In the first sub-period (1987–1991), there were 7,672 wildfires and the total burned area extended over 647,312 ha. Only 232 wildfire perimeters were larger than 500 ha, accounting for 43% of the total area burned in the sub-period (Table 2). In 1987, there was a large wildfire that burned nearly 13,000 ha. In 1988, only 656 wildfires were recorded burning about 4% of the total burned area for in this sub-period. In 1989, the burned area and the number of fires accounted for about 32 and 30% of the burned area and the number of fires in this sub-period, respectively.
In the second sub-period (1990–1994), a lower number of wildfires (5,706) were recorded and the total burned area extended over 442,745 ha.
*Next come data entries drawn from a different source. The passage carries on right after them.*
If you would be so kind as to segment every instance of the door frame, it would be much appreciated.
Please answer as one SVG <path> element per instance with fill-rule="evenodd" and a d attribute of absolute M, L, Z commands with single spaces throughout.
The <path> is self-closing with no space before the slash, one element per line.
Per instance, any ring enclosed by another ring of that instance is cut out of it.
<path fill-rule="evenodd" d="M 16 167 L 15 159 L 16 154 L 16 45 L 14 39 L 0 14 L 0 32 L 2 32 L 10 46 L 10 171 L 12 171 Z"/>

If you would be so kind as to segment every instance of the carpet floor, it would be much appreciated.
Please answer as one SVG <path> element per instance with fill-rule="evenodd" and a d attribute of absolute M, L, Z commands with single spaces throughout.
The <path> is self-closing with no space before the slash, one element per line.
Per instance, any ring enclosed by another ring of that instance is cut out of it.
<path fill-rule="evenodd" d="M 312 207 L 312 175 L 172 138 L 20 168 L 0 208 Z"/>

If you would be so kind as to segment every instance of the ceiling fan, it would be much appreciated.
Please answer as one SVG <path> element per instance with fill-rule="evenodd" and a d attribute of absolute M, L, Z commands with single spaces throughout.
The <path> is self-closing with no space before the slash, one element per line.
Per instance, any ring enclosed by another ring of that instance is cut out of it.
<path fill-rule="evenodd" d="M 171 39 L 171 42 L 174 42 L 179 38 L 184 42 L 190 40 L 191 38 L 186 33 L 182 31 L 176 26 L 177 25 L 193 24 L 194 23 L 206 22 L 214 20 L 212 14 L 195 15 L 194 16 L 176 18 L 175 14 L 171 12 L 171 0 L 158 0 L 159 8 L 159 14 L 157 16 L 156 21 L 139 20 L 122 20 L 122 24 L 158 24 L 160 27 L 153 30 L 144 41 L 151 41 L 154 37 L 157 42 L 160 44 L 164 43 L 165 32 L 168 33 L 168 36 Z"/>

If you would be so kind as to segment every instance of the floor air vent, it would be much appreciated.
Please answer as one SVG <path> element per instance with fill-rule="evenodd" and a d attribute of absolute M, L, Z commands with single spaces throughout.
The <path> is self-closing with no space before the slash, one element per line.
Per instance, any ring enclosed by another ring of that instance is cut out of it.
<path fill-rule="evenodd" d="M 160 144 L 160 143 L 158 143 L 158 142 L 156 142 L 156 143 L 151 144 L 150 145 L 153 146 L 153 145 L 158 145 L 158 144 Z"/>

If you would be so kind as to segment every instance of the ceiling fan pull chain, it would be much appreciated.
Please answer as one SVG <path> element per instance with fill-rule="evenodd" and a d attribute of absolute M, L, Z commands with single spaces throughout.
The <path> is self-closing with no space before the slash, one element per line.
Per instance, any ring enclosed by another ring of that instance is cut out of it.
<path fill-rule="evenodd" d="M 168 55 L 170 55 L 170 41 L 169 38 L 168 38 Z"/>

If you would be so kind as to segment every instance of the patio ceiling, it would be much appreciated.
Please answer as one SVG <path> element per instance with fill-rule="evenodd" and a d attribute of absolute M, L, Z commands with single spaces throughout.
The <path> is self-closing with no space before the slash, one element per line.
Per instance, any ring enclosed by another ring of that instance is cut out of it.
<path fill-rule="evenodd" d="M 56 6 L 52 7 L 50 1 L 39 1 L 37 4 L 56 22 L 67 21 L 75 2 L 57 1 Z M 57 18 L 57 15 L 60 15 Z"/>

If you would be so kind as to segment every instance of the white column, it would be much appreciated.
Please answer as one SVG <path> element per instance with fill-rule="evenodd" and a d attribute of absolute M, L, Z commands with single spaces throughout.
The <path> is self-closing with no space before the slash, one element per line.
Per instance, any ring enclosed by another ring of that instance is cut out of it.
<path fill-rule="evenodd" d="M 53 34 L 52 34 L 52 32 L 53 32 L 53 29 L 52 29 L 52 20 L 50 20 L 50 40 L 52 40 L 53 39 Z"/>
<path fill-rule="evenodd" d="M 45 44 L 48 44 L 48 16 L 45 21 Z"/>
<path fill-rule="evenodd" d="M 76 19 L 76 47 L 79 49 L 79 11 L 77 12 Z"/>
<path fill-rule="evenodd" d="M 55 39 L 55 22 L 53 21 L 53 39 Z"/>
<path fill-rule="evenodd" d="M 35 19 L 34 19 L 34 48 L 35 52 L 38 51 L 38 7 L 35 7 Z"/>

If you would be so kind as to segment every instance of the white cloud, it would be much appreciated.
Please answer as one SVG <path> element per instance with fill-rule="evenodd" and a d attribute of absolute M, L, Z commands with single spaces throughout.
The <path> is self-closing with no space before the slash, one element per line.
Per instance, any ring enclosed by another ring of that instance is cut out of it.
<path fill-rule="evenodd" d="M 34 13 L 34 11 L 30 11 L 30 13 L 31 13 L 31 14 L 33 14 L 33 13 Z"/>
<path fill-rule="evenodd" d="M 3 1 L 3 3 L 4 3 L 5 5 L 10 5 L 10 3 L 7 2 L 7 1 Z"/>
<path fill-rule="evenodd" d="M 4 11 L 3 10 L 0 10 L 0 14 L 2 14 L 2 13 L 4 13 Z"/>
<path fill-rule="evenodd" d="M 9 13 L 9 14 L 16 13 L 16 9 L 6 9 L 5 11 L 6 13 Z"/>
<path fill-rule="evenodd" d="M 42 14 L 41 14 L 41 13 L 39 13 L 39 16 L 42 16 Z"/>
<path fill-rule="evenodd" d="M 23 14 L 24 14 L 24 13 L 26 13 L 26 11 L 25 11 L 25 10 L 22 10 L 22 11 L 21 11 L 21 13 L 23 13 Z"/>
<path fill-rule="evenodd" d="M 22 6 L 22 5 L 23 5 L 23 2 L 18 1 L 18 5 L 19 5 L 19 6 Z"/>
The average area burned per wildfire (77 ha) was also the lowest among all three sub-periods. In this sub-period, 149 wildfires extended over 500 ha, accounting for 44% of the burned area (Table 2). Yet none extended over 10,000 ha. In 1993, only 462 wildfire events were recorded, the lowest yearly number in the sub-period.
During the third sub-period (2000–2004), both the number of wildfires (7,383) and the total burned area (930,128 ha) increased substantially. In this sub-period, only 264 wildfires extended over 500 ha and yet they accounted for 65% of the burned area (Table 2). Moreover, four wildfire perimeters extended over an area greater than 20,000 ha. They occurred in 2003 and 2004, and they represented 15% of the burned area in the third sub-period. Further, the area burned in 2003 accounted for about 47% of the area burned in this 5-year sub-period (Fig. 3).
Descriptive statistics of wildfires historical data provided information about changes in the number and in the size of wildfires during the study period. Yet this information had to be combined with other spatial variables such as topography, land cover, proximity to roads, and population density to help explain those changes and to identify fire occurrence patterns at the landscape level to further identify the areas that are most susceptible to fire. The ten most burned combinations in the three periods show that shrubs were the most vulnerable land cover (Table 3).
In both the first (1987–1991) and the second (1990–1994) sub-periods, the highest percentage of burned area occurred in the stratum with shrubs at altitudes over 400 m, located at more than a kilometer from roads and with population density lower than 25 habitants per km2. In the third sub-period (2000–2004), the stratum with the highest percentage of area burned was hardwoods, at altitudes between 200 and 400 m in areas with low population density and more than a kilometer from a road. This stratum occupies an area of approximately 28,500 ha. In the case of other strata, the relative importance of the percentage of area burned was approximately the same in all three sub-periods.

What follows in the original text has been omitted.